Gargantini, Cicero e Poretti, dal canto loro, durante l’interrogatorio iniziale e ancora al termine del dibattimento hanno potuto precisare alcuni punti per loro importanti. A cominciare dal fatto che l’intervento attuato, ovvero il posizionamento di alcune automobili all’ingresso di un edificio, non solo era un atto simbolico di protesta ma era anche uno schema precedentemente attuato più volte. E mai con conseguenze giudiziarie di qualsiasi tipo. Tuttavia, mai nei confronti di un’amministrazione pubblica, da qui la storicità dell’evento. «Quando facciamo azioni di questo tipo, l’idea di base è mostrare che il sindacato si assume la responsabilità dell’azione intrapresa. E comunque non facciamo mai azioni di questo tipo senza aver prima fatto una votazione tra il personale e aver ottenuto una maggioranza netta a favore» ha detto Cicero. Sia i sindacalisti, sia i testimoni, hanno poi riferito del coinvolgimento del sindaco: «È arrivato sbraitando e urlando, arrabbiato, si è fermato dall’altra parte della strada e ha detto: ‘Chi vuole lavorare, venga qui’, ma nessuno è andato dalla sua parte.

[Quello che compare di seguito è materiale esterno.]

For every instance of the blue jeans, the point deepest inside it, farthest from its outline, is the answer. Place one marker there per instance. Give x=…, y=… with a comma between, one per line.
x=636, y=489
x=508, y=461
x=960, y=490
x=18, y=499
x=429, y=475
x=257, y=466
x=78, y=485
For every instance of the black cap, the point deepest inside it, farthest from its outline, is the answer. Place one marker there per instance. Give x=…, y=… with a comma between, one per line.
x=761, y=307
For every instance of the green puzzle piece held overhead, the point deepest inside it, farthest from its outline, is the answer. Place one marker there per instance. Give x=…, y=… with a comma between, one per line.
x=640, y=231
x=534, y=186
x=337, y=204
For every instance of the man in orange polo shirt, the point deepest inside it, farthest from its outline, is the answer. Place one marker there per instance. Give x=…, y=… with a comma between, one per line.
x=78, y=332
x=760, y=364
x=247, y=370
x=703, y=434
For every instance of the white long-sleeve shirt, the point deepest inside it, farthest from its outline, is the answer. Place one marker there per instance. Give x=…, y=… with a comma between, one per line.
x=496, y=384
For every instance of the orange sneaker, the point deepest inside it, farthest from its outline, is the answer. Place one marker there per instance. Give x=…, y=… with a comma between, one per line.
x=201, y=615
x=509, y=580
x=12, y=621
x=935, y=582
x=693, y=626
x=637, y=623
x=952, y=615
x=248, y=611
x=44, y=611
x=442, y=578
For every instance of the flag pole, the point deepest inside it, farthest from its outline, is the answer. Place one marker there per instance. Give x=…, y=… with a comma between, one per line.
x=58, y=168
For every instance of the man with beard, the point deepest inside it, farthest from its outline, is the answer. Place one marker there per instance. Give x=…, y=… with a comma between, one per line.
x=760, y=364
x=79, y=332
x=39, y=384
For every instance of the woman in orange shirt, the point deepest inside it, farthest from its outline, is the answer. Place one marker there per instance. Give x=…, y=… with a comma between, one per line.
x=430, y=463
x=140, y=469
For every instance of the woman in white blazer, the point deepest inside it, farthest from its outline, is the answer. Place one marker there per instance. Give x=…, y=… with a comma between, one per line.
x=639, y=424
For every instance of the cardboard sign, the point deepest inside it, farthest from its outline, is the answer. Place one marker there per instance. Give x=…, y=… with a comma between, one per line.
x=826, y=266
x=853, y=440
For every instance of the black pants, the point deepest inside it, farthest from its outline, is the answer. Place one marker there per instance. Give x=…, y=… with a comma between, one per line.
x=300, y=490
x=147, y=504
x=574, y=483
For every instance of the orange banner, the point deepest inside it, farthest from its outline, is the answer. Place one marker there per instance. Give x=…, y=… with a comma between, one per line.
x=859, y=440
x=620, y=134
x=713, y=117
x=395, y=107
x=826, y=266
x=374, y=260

Poco dopo se n’è andato». Più tardi Vismara è tornato nuovamente sul posto, come lui anche il municipale della Lega Antonio Caggiano, ed era già presente la polizia. La mobilitazione è poi terminata in tarda mattinata. «Siamo fieri di essere qui – ha concluso Gargantini –. Lo abbiamo fatto per difendere i diritti dei lavoratori che ci hanno sollecitato, in accordo con loro e nel rispetto di quel che desideravano fare».

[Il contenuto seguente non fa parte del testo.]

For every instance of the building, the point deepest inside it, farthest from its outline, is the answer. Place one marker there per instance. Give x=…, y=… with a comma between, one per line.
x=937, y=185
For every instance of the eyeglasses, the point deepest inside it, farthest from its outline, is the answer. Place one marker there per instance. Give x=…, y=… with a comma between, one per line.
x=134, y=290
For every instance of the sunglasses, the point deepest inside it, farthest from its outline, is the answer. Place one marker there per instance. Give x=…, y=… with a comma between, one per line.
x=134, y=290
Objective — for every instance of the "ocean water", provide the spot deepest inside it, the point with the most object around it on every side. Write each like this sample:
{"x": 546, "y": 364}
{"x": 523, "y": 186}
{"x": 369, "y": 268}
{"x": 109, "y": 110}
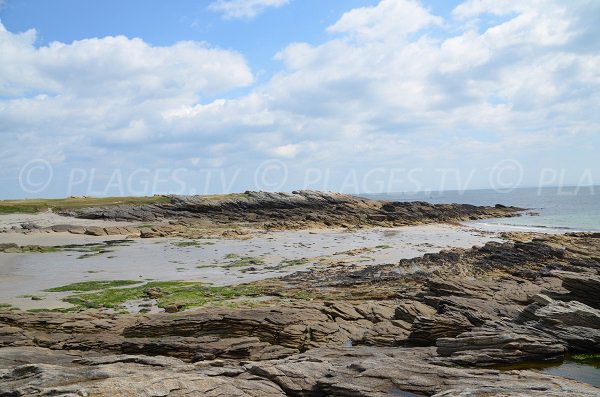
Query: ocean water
{"x": 569, "y": 208}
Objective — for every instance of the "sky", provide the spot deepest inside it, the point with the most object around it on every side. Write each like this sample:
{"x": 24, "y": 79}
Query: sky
{"x": 145, "y": 97}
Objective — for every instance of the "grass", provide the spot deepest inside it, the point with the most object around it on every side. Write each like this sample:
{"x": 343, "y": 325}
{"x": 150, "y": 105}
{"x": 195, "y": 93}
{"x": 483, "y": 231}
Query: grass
{"x": 92, "y": 286}
{"x": 33, "y": 249}
{"x": 32, "y": 206}
{"x": 294, "y": 262}
{"x": 192, "y": 243}
{"x": 180, "y": 293}
{"x": 589, "y": 359}
{"x": 245, "y": 261}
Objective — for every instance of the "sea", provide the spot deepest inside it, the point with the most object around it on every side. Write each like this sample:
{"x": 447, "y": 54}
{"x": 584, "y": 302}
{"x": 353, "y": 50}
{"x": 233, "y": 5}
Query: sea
{"x": 572, "y": 208}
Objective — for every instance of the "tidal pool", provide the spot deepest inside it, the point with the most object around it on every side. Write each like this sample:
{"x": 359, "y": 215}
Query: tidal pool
{"x": 25, "y": 277}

«Non parlerò di Costituzione, di diritti, di libertà, di limiti, di tante cose giuste dette oggi, che nessuno oggi mette in dubbio» ha esordito il giudice Flavio Biaggi. Mi riferirò invece al reato ben specifico: la coazione. Non è un reato facile, in quanto copre molte fattispecie. Per esserci coazione deve sussistere o la violenza o la minaccia di grave danno o l’intralcio in altro modo della libertà di agire. Escludiamo i primi due casi. Ci concentriamo quindi sul terzo, che va ammesso solo se di intensità pari alla violenza o alla minaccia di grave danno. Non ogni influsso alla libertà è da considerarsi un intralcio. Deve essere mezzo coercitivo capace di impressionare una persona di media sensibilità e atto a intralciarla in modo sostanziale». Questo, nello specifico, non è avvenuto.

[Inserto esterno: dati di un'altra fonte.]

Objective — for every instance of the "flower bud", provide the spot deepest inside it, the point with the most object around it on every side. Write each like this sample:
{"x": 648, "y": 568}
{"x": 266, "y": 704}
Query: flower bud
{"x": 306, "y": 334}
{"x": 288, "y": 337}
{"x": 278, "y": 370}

«I fatti sono chiari e i testimoni credibili – ha aggiunto il pretore –. Chi desiderava entrare o uscire dal magazzino, lo faceva. Non risulta che ci sia stato alcun impedimento da questo punto di vista. Il blocco sindacale non ha impedito nulla. Vero, qualcuno dei sindacati doveva spostare l’auto, ma questo è avvenuto. È un discorso di proporzionalità» e in questo caso il blocco non è pari né alla violenza né alla minaccia di grave danno. «Non ho nessun elemento per dire che chi avesse voluto lavorare quel giorno non lo potesse fare, anzi. Il sindaco oltretutto li ha esortati a farlo, ma nessuno sembrerebbe essersi spostato. Anche riguardo all’erogazione dei servizi pubblici, con tutto il rispetto, stiamo parlando della squadra esterna. Non di interventi di emergenza. Un’interruzione dei pubblici servizi, se anche c’è stata, non ha proporzionalmente causato danni. L’intervento dei sindacalisti non ha mai raggiunto livelli paragonabili alla violenza o alla minaccia di grave danno. I presupposti di reato non sono dati». Pur non esprimendosi sul diritto costituzionale, Biaggi ha precisato che la libertà sindacale «non giustifica tutto, ad esempio non un significativo blocco del traffico stradale. Nemmeno è permesso sabotare lo svolgimento di un evento». Infine, un’osservazione rivolta a Unia: «Sin qui, questo schema operativo ha sempre funzionato. Questo è stato il primo caso che riguarda l’ente pubblico e forse val la pena chiedersi se questo schema una prossima volta vada ritoccato o meno. Le barriere non aiutano mai nei dialoghi».